ExCyTIn-Bench: Benchmarking AI Performance in Cybersecurity Investigations
Anand Mudgerikar presents ExCyTIn-Bench, Microsoft’s open-source framework for evaluating AI systems in complex cybersecurity investigations, combining Azure SOC simulations and Sentinel logs for advanced, actionable model benchmarking.
ExCyTIn-Bench: Benchmarking AI for Real-World Cybersecurity Investigations
Author: Anand Mudgerikar
ExCyTIn-Bench is Microsoft’s recently released open-source toolkit to evaluate the performance of AI systems in realistic cybersecurity investigations. Unlike previous benchmarks that rely on static quizzes and trivia, ExCyTIn-Bench simulates actual attacks, demanding the kind of complex, multistage analysis you would find in a real Security Operations Center (SOC). Built around Microsoft Sentinel data and designed to operate directly within Azure, it brings industry-level rigor to AI security evaluation.
Key Features of ExCyTIn-Bench
- Holistic Scenario Simulation: Leverages 57 log tables from Microsoft Sentinel plus related services to create realistic, noisy, and complex cyber incident scenarios.
- Designed for Real Workflows: Evaluates not just answers, but the reasoning process, as AI models interact with live data sources and plan investigations step-by-step — reflecting actual SOC analyst workflows in Azure.
- Grounded in Incident Graphs: Human analysts use incident graphs (alerts, entities, and relationships) as ‘ground truth’ for constructing explainable Q&A pairs, allowing for transparent and objective scoring.
- Transparent, Actionable Metrics: Provides detailed reward signals for every investigative step, enabling organizations to understand not just ‘if’ but ‘how’ a model solves a problem.
- Open-Source and Collaborative: Available via GitHub, the framework invites researchers and security vendors to contribute, benchmark, and improve new AI models.
Integrations and Impact
ExCyTIn-Bench isn’t just an external tool — it is used internally by Microsoft to improve its own AI-driven security products. Models are tested in-depth to identify weaknesses in detection, reasoning, and tool usage.
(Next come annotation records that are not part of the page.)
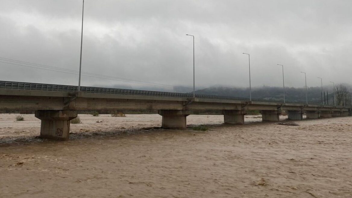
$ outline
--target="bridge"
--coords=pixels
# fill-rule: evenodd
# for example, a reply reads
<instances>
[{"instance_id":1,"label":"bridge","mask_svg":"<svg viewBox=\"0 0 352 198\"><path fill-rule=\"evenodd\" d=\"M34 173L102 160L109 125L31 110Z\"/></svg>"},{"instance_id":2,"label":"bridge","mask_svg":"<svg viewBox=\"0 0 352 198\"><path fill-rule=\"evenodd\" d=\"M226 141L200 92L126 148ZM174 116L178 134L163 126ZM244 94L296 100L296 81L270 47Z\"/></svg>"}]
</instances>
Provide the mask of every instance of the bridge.
<instances>
[{"instance_id":1,"label":"bridge","mask_svg":"<svg viewBox=\"0 0 352 198\"><path fill-rule=\"evenodd\" d=\"M0 81L0 111L34 110L41 120L40 136L67 140L70 120L77 110L157 110L165 129L185 129L186 118L196 110L222 111L225 124L243 124L248 110L259 110L263 121L288 118L347 116L352 107L303 104L271 100L112 88Z\"/></svg>"}]
</instances>

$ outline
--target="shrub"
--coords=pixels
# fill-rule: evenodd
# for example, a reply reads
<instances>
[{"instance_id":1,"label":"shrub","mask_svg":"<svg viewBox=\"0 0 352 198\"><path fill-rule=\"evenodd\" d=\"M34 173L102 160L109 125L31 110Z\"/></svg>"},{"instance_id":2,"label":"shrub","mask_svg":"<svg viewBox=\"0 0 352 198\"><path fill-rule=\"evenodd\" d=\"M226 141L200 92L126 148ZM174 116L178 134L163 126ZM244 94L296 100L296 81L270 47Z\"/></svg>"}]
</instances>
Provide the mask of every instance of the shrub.
<instances>
[{"instance_id":1,"label":"shrub","mask_svg":"<svg viewBox=\"0 0 352 198\"><path fill-rule=\"evenodd\" d=\"M24 118L21 115L19 115L16 116L16 121L24 121Z\"/></svg>"},{"instance_id":2,"label":"shrub","mask_svg":"<svg viewBox=\"0 0 352 198\"><path fill-rule=\"evenodd\" d=\"M71 124L81 124L82 123L82 121L81 121L81 118L80 118L79 116L77 116L77 118L71 120Z\"/></svg>"},{"instance_id":3,"label":"shrub","mask_svg":"<svg viewBox=\"0 0 352 198\"><path fill-rule=\"evenodd\" d=\"M98 112L98 111L94 111L94 112L92 113L91 114L93 116L99 116L99 112Z\"/></svg>"},{"instance_id":4,"label":"shrub","mask_svg":"<svg viewBox=\"0 0 352 198\"><path fill-rule=\"evenodd\" d=\"M111 113L112 117L126 117L126 115L121 112L115 112Z\"/></svg>"},{"instance_id":5,"label":"shrub","mask_svg":"<svg viewBox=\"0 0 352 198\"><path fill-rule=\"evenodd\" d=\"M194 131L207 131L209 129L208 127L205 125L200 125L196 126L194 126L192 128Z\"/></svg>"}]
</instances>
The framework is tightly integrated with Microsoft Security Copilot, Microsoft Sentinel, and Defender, offering a unified way to monitor the cost and performance impact of different language models used in defense workflows.
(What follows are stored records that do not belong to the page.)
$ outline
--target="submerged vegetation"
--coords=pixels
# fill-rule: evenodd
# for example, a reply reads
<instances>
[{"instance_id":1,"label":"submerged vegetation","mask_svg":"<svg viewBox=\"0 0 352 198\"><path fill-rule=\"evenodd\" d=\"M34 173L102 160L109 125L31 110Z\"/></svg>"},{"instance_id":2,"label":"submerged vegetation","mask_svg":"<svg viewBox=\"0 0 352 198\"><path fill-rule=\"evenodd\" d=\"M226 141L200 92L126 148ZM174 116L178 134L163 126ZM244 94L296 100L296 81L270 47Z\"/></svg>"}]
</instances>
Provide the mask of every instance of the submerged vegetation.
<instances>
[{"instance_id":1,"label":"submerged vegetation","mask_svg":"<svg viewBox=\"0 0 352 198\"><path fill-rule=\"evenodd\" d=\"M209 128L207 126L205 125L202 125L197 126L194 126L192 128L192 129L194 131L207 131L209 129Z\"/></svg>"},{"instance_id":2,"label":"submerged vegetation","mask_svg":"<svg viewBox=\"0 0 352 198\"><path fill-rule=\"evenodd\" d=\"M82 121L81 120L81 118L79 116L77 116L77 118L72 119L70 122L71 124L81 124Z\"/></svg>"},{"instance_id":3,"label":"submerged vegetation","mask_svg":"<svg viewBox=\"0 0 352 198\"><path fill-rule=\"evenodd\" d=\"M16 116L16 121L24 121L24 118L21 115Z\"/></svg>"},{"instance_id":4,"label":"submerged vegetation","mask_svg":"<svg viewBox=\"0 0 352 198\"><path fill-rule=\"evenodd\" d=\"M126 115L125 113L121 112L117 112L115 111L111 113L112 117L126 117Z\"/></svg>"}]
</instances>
Insights from Latest Evaluations
- Advanced Reasoning is Key: The latest models (e.g., GPT-5 with high reasoning settings) significantly outperform others, confirming the importance of step-by-step reasoning for sophisticated cyber investigations.
- Smaller Models Can Compete: Efficient smaller models with robust chain-of-thought techniques nearly match larger models, providing more accessible options for automation.
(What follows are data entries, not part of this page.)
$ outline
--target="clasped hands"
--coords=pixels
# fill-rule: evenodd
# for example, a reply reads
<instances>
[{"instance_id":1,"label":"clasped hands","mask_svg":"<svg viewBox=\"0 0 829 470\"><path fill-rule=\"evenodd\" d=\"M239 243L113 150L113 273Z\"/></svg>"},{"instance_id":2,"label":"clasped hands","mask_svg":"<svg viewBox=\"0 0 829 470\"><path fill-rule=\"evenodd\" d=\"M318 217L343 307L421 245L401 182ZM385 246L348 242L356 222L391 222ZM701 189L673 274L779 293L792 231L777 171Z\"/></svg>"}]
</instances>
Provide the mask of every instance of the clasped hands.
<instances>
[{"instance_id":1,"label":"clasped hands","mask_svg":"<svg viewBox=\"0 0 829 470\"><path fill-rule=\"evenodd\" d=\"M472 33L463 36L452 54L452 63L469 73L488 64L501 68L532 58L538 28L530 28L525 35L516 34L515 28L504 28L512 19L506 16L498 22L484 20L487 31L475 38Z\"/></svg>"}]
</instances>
- Open-Source Models Improving: Open solutions are closing the gap with proprietary systems, making quality AI security tools more obtainable.
- Metrics Show What Matters: Fine-grained metrics highlight the value of explicit reasoning over just final answers, guiding security teams to make better choices.
Get Involved and Next Steps
- ExCyTIn-Bench is free and open for anyone to use, contribute, and share results.
- Personalized tenant-specific benchmarks are in development, promising even more relevant evaluations.
- For questions, contributions, or partnership opportunities, contact the team at msecaimrbenchmarking@microsoft.com.
- Stay up to date with Microsoft Security by visiting their blog or following on LinkedIn and X.
Resources
- ExCyTIn-Bench GitHub Repository
- Benchmarking LLM agents on Cyber Threat Investigation
- ExCyTIn-Bench: Evaluating LLM agents on Cyber Threat Investigation (arXiv)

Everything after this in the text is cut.